The other wardrobe role fell as usual to that behind-the-scenes veteran Pat Paterson who gave the whole cast - not just those in Disney finery - a look that elevated and animated every scene. No dividing line here between amateur and professional elements.
The heart of any good show - whether Madame's opera, a Broadway show or Disney musical - is the chorus, and Cowal's singers and dancers animated the village and castle scenes. Your reviewer was obliged to return for all three nights - taking a lie-down during the Saturday matinee - not just out of local loyalty but in order to check out the Silly Girls individually. Their presence as Gaston's fan club, as well as wolves and assorted denizens of the castle, was vital to the success of the show. I'm required to say, as I did on the night, that each of them was the best.
The music isn't subtle, but if the mark of successful music is that you hear people humming and whistling it in the street, then check this week how often between pier and hospital you pick up a snatch of 'Be Our Guest' or 'Human Again'. These are songs originally aimed at young viewers and they're intended to stick fast. An excellent band under Russell Cowieson and accompanist Karen Wheatley gave Alan Menken's score a worthy burnish.

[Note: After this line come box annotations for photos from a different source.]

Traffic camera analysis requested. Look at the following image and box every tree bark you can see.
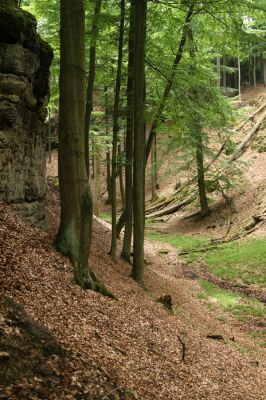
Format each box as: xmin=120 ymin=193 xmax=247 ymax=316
xmin=237 ymin=55 xmax=241 ymax=101
xmin=56 ymin=0 xmax=96 ymax=289
xmin=146 ymin=2 xmax=194 ymax=164
xmin=131 ymin=0 xmax=147 ymax=287
xmin=195 ymin=126 xmax=210 ymax=217
xmin=84 ymin=0 xmax=102 ymax=179
xmin=122 ymin=0 xmax=135 ymax=263
xmin=253 ymin=54 xmax=257 ymax=89
xmin=117 ymin=3 xmax=194 ymax=235
xmin=110 ymin=0 xmax=125 ymax=261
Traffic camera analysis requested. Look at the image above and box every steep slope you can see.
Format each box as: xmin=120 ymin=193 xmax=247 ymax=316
xmin=0 ymin=191 xmax=266 ymax=400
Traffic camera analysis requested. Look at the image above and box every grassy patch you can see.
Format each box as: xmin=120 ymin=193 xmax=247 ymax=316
xmin=145 ymin=232 xmax=208 ymax=262
xmin=100 ymin=213 xmax=112 ymax=224
xmin=146 ymin=232 xmax=266 ymax=287
xmin=200 ymin=280 xmax=265 ymax=321
xmin=202 ymin=240 xmax=266 ymax=287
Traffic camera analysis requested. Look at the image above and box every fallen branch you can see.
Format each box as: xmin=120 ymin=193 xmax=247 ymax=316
xmin=177 ymin=335 xmax=186 ymax=362
xmin=146 ymin=196 xmax=195 ymax=218
xmin=236 ymin=103 xmax=266 ymax=131
xmin=231 ymin=111 xmax=266 ymax=161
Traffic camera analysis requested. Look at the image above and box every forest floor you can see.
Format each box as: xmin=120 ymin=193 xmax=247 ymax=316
xmin=0 ymin=86 xmax=266 ymax=400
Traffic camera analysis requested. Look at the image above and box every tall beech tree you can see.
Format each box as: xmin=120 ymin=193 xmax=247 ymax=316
xmin=131 ymin=0 xmax=147 ymax=286
xmin=56 ymin=0 xmax=98 ymax=289
xmin=116 ymin=1 xmax=194 ymax=235
xmin=110 ymin=0 xmax=125 ymax=260
xmin=121 ymin=0 xmax=135 ymax=263
xmin=84 ymin=0 xmax=102 ymax=178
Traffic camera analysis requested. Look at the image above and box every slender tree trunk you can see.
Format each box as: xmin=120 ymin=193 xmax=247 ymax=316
xmin=117 ymin=144 xmax=125 ymax=211
xmin=223 ymin=56 xmax=227 ymax=88
xmin=110 ymin=0 xmax=125 ymax=260
xmin=122 ymin=0 xmax=135 ymax=263
xmin=131 ymin=0 xmax=147 ymax=286
xmin=93 ymin=153 xmax=101 ymax=217
xmin=237 ymin=55 xmax=241 ymax=100
xmin=84 ymin=0 xmax=102 ymax=179
xmin=56 ymin=0 xmax=96 ymax=289
xmin=117 ymin=3 xmax=194 ymax=235
xmin=195 ymin=126 xmax=210 ymax=218
xmin=216 ymin=56 xmax=221 ymax=87
xmin=104 ymin=86 xmax=112 ymax=204
xmin=146 ymin=2 xmax=194 ymax=164
xmin=151 ymin=134 xmax=158 ymax=201
xmin=189 ymin=26 xmax=210 ymax=218
xmin=253 ymin=54 xmax=257 ymax=89
xmin=262 ymin=59 xmax=266 ymax=86
xmin=48 ymin=107 xmax=52 ymax=164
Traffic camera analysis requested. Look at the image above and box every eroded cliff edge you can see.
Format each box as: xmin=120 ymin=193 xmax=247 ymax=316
xmin=0 ymin=0 xmax=53 ymax=227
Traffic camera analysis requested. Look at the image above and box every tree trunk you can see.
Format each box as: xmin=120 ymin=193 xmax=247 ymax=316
xmin=253 ymin=54 xmax=257 ymax=89
xmin=84 ymin=0 xmax=102 ymax=179
xmin=104 ymin=86 xmax=112 ymax=204
xmin=237 ymin=55 xmax=241 ymax=101
xmin=131 ymin=0 xmax=147 ymax=286
xmin=189 ymin=27 xmax=210 ymax=218
xmin=122 ymin=0 xmax=135 ymax=263
xmin=56 ymin=0 xmax=96 ymax=289
xmin=216 ymin=56 xmax=221 ymax=87
xmin=223 ymin=56 xmax=227 ymax=88
xmin=151 ymin=134 xmax=158 ymax=201
xmin=262 ymin=59 xmax=266 ymax=86
xmin=48 ymin=107 xmax=52 ymax=164
xmin=146 ymin=2 xmax=194 ymax=164
xmin=116 ymin=3 xmax=194 ymax=235
xmin=195 ymin=126 xmax=210 ymax=217
xmin=110 ymin=0 xmax=125 ymax=261
xmin=118 ymin=144 xmax=125 ymax=211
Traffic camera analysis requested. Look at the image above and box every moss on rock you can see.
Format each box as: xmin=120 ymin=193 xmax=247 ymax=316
xmin=0 ymin=1 xmax=38 ymax=52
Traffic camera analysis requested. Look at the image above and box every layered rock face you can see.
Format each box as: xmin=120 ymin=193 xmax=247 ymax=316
xmin=0 ymin=0 xmax=53 ymax=227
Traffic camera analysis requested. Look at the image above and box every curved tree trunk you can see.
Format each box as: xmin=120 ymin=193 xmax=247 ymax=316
xmin=56 ymin=0 xmax=95 ymax=289
xmin=110 ymin=0 xmax=125 ymax=260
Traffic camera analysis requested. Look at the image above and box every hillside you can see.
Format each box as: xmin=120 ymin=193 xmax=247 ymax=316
xmin=0 ymin=176 xmax=266 ymax=400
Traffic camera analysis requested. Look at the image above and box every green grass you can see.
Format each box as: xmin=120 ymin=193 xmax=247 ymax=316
xmin=199 ymin=280 xmax=265 ymax=322
xmin=145 ymin=232 xmax=208 ymax=252
xmin=146 ymin=232 xmax=266 ymax=287
xmin=100 ymin=213 xmax=112 ymax=223
xmin=202 ymin=239 xmax=266 ymax=287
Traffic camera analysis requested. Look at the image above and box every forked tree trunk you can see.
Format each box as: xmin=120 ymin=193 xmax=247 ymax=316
xmin=110 ymin=0 xmax=125 ymax=261
xmin=116 ymin=2 xmax=194 ymax=235
xmin=131 ymin=0 xmax=147 ymax=286
xmin=84 ymin=0 xmax=102 ymax=179
xmin=121 ymin=0 xmax=135 ymax=263
xmin=56 ymin=0 xmax=96 ymax=289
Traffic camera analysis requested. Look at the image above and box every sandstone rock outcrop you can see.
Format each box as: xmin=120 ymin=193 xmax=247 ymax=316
xmin=0 ymin=0 xmax=53 ymax=226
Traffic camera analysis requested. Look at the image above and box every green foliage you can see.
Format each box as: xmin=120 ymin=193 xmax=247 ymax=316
xmin=202 ymin=239 xmax=266 ymax=287
xmin=199 ymin=280 xmax=265 ymax=321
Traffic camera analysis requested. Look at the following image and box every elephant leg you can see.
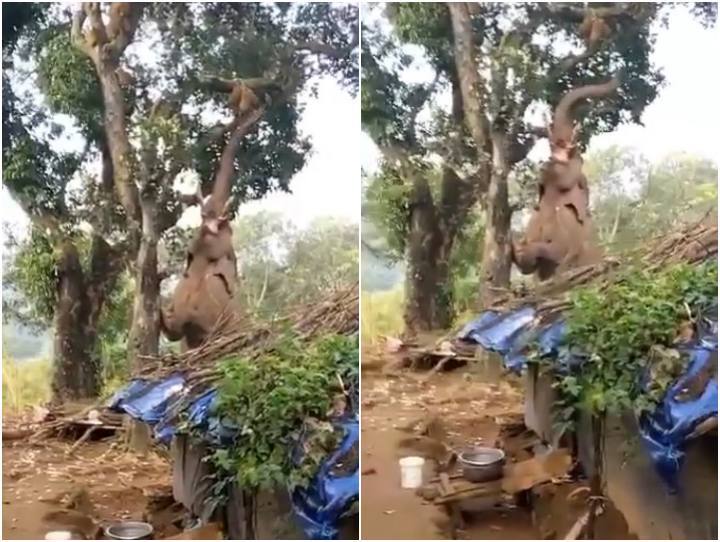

Quibbles? They might seem churlish, but when you set the bar as high as this, they are a kind of back-handed praise. Is Gaston a villain or a buffoon? If he's both, the director needs to point up the distinction more carefully. Too many accents on stage - Scots, English, American, French - and no obvious logic to them. Too many people on stage at some points, which even with a local show's need to give everyone a share of the limelight, was self-defeating, particularly when the Disney costumes demanded some dancers appeared with knives, forks and plates on their backs; you either believe in a magical transformation or you don't, and some of the Disney costumes were unnecessarily literal, though that's a criticism directed at Walt's heirs, not the Choral Club.
It was an uplifting and genuinely moving night's entertainment. With so much bad stuff out there in the world and so much wannabe 'entertainment' on television, it was great to be at an amateur production that delivered a professional product. Over four houses, Cowal Choral Club did what Belle and her Beast both dreamed of, transporting people to another place and making them feel 'human again'.